Demure, principled, but also passionately charged: the perfect feminine vibe.


I mean, to be utterly clear, I dug it all too. I only mention it as it just doesn't really jibe with the feminist narrative of women wanting to behave actively in romantic situations like men.

Here's my take on it all: I think these stories show how male and female desire are symbiotic to the point that they are compatible theses to one another: women are attracted by desire, by being desired. Female desire is incited by being the object of desire, but in a tantalizing and authoritative way. Male desire exhibited with confidence, elan and self-possession – that's the thing.

Male desire is simpler on the face of it, but in the end still fickle. I'll simply say (again, without giving much away as spoiler) that there are three other romantic relationships than his one with Jane that Edward Rochester has in the film – one with an unseen but reputedly beautiful yet capricious French actress who had been mother to Jane's charge, and another with a beautiful rich girl who is invited to the manor, who exhibits a disdain for Jane. The third relationship is even more over the top than the others (this is a Victorian Gothic romance, after all..) It is very clear to me why he prefers the demure and passionate yet scrupulously principled, as well as kind and generous (which is to say extremely feminine and nurturing) Jane to them all.

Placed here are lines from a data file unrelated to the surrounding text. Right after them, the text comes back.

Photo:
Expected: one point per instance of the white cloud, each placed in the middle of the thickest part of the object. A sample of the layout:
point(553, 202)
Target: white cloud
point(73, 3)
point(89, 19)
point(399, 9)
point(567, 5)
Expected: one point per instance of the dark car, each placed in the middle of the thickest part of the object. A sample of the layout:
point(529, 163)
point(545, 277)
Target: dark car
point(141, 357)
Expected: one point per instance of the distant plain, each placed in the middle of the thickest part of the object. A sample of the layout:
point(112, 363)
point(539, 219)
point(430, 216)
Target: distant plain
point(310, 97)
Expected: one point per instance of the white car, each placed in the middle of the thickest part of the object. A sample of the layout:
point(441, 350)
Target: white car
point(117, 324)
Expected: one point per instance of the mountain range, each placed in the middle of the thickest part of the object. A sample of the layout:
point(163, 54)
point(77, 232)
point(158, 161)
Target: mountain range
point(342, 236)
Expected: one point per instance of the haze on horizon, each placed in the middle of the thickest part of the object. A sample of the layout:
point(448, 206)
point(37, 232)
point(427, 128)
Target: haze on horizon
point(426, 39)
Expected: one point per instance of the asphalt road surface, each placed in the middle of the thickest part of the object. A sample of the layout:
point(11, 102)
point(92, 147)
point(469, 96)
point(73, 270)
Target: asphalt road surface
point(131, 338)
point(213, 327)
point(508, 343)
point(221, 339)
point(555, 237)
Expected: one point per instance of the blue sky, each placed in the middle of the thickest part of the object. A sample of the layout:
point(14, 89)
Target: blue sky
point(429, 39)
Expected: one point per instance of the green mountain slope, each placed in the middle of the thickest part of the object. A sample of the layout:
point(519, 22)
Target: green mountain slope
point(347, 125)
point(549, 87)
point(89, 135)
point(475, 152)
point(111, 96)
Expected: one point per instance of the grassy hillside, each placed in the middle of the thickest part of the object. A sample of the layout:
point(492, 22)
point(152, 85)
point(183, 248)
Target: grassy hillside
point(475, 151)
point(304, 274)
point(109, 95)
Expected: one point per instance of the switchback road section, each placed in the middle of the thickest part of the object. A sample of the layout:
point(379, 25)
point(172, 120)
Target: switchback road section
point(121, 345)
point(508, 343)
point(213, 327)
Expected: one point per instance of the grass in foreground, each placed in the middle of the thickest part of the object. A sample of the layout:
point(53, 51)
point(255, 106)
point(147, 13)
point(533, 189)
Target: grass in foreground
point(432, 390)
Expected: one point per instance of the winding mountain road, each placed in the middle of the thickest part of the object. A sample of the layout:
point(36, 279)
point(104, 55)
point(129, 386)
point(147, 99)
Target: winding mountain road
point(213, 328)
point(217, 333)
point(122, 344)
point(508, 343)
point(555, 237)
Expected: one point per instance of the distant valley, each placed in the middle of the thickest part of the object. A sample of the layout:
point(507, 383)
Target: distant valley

I'll also re-emphasize in closing that the restraints that 19th century Victorian society placed on married people very clearly made love and eros a very serious thing. Theirs was the diametric opposite of our modern pick-up and divorce ridden culture. I personally admire them theirs, and despise ours. Give me their mores, give me their moral, emotional and spiritual seriousness. This freedom we have is trite and boring.


Anyhow, the upshot is that this is a truly excellent movie, one that I thoroughly enjoyed and highly recommend.